The curable conductive adhesive according to any one of claims 1 to 6, wherein the conductive filler (D) is at least one selected from the group consisting of silver powder, silver-coated copper powder and copper powder. Agent composition.
The curable conductive adhesive composition according to any one of claims 1 to 7, wherein the conductive filler (D) has an average particle diameter of 3 to 50 µm.
An electromagnetic wave shielding film comprising a conductive adhesive layer using the curable conductive adhesive composition according to any one of claims 1 to 8 and a protective layer.
An electromagnetic wave shielding film comprising a conductive adhesive layer using the curable conductive adhesive composition according to any one of claims 1 to 8, a metal layer, and a protective layer laminated in this order.
11. The electromagnetic wave shielding film according to claim 9 or 10, wherein the thickness of the conductive adhesive layer is 3 to 30 μm.
12. A circuit board wherein the conductive adhesive layer of the electromagnetic wave shielding film according to claim 9 is connected to a ground of a printed board by heating and pressing.
A conductive adhesive film comprising a conductive adhesive layer obtained by using the curable conductive adhesive composition according to any one of claims 1 to 8.
14. The conductive adhesive film according to claim 13, wherein the thickness of the conductive adhesive layer is 15 to 100 μm.
A conductive adhesive film obtained by the step (1) and the step (1) of temporarily bonding the conductive adhesive film according to claim 13 or 14 onto the adherend substrate (X) which is a reinforcing plate or a flexible substrate. A bonding method comprising: a step (2) of superimposing a substrate to be bonded (Y), which is a flexible substrate or a reinforcing plate, on the substrate to be bonded (X) and hot pressing.

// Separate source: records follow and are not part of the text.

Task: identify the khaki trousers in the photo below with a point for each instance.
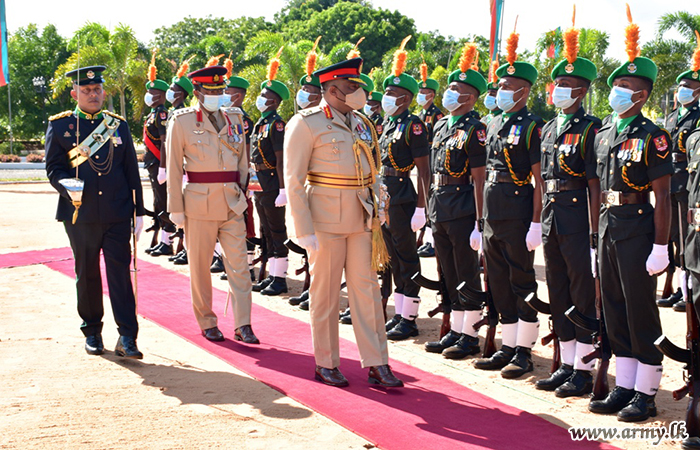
(201, 236)
(351, 252)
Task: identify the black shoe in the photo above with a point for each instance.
(447, 341)
(640, 408)
(617, 399)
(277, 287)
(556, 379)
(94, 345)
(294, 301)
(404, 330)
(578, 385)
(519, 365)
(126, 348)
(391, 323)
(466, 346)
(259, 286)
(671, 300)
(163, 250)
(497, 361)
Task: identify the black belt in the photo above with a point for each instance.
(555, 186)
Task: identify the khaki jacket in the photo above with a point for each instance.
(196, 147)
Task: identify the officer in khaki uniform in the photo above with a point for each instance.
(208, 143)
(331, 175)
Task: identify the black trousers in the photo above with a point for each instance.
(272, 223)
(629, 298)
(457, 259)
(510, 268)
(86, 240)
(401, 243)
(569, 282)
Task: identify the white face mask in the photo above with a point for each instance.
(260, 103)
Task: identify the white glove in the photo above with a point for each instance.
(658, 259)
(138, 227)
(534, 236)
(178, 219)
(418, 219)
(281, 199)
(475, 239)
(162, 176)
(309, 242)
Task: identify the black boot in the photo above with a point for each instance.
(466, 346)
(556, 379)
(497, 361)
(404, 330)
(447, 341)
(578, 385)
(640, 408)
(277, 287)
(617, 399)
(519, 365)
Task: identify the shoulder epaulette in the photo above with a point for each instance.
(60, 115)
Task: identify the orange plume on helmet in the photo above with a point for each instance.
(400, 56)
(631, 37)
(274, 65)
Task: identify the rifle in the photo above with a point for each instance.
(294, 247)
(544, 308)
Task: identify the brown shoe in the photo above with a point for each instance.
(331, 377)
(245, 334)
(382, 375)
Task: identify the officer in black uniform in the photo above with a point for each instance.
(568, 169)
(456, 195)
(107, 165)
(267, 141)
(404, 145)
(512, 208)
(681, 123)
(633, 156)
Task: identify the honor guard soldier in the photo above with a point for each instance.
(267, 143)
(633, 157)
(207, 144)
(456, 196)
(568, 170)
(682, 122)
(512, 208)
(404, 145)
(154, 138)
(90, 152)
(331, 176)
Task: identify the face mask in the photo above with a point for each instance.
(260, 103)
(685, 95)
(504, 99)
(561, 97)
(450, 100)
(621, 99)
(303, 99)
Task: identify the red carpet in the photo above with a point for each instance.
(431, 412)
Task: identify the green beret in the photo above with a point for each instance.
(311, 80)
(689, 74)
(369, 84)
(519, 69)
(238, 82)
(404, 81)
(429, 84)
(641, 67)
(581, 68)
(185, 83)
(470, 77)
(277, 87)
(157, 84)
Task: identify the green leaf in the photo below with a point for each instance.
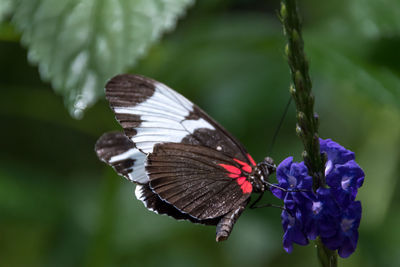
(80, 44)
(376, 18)
(6, 7)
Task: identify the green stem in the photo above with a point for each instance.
(307, 120)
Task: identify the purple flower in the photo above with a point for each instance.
(292, 226)
(346, 235)
(331, 213)
(292, 176)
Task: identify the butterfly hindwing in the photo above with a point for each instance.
(191, 178)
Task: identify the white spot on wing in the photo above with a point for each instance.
(192, 125)
(138, 173)
(139, 196)
(163, 119)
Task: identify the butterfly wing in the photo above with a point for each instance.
(152, 116)
(192, 179)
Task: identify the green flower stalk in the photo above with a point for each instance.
(307, 120)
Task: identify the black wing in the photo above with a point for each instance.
(152, 114)
(192, 179)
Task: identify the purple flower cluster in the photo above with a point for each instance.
(331, 213)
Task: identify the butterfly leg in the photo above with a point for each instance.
(225, 225)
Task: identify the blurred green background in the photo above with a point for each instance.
(61, 206)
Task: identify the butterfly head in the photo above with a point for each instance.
(263, 170)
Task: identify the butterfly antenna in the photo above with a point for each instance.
(279, 126)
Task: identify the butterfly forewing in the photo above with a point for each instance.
(193, 165)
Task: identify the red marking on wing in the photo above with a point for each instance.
(251, 160)
(246, 187)
(241, 180)
(234, 172)
(246, 167)
(231, 169)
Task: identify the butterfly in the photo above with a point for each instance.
(184, 164)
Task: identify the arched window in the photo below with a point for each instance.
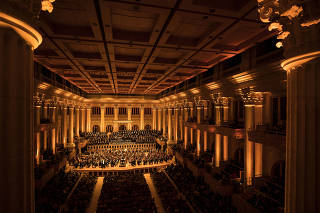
(96, 128)
(122, 127)
(135, 127)
(109, 128)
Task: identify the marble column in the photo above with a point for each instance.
(45, 140)
(37, 127)
(181, 124)
(102, 113)
(142, 117)
(258, 147)
(16, 113)
(249, 146)
(130, 117)
(83, 119)
(77, 121)
(164, 120)
(205, 141)
(225, 148)
(71, 130)
(176, 122)
(169, 124)
(116, 118)
(191, 136)
(45, 111)
(65, 128)
(218, 114)
(53, 130)
(154, 118)
(218, 150)
(89, 119)
(159, 119)
(198, 147)
(185, 128)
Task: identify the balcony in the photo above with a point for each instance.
(234, 130)
(265, 135)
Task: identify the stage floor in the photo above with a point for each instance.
(126, 168)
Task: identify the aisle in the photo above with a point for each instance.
(154, 194)
(95, 196)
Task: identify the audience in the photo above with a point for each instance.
(80, 199)
(198, 192)
(171, 200)
(125, 193)
(137, 136)
(115, 158)
(55, 192)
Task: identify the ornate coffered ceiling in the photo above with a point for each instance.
(143, 46)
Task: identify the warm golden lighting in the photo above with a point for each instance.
(213, 85)
(28, 33)
(43, 86)
(46, 5)
(299, 60)
(242, 77)
(182, 94)
(58, 91)
(195, 91)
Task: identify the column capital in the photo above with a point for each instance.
(251, 97)
(38, 99)
(219, 100)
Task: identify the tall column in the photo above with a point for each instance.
(45, 111)
(83, 119)
(258, 146)
(198, 131)
(17, 41)
(218, 114)
(176, 124)
(169, 124)
(89, 119)
(71, 133)
(218, 150)
(37, 137)
(181, 122)
(225, 148)
(231, 110)
(154, 118)
(205, 141)
(102, 113)
(45, 140)
(77, 120)
(302, 52)
(249, 145)
(65, 130)
(53, 130)
(142, 117)
(116, 118)
(191, 136)
(164, 120)
(159, 119)
(185, 128)
(225, 113)
(129, 117)
(267, 109)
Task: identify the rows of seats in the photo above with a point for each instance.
(115, 158)
(81, 196)
(126, 193)
(171, 200)
(54, 194)
(138, 136)
(198, 192)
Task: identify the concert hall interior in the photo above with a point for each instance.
(160, 106)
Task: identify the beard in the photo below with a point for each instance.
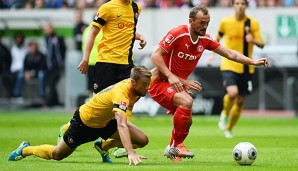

It is a circuit board which has a part which laminated | stacked the flexible substrate, the conductive adhesive layer, and the conductive reinforcement board in this order in at least one part, Comprising: A conductive adhesive layer is by the conductive adhesive film of Claim 13 or 14 A circuit board which is formed.
The circuit board according to claim 16, wherein a surface other than the reinforcing plate on the surface of the flexible substrate is covered with an electromagnetic wave shielding film.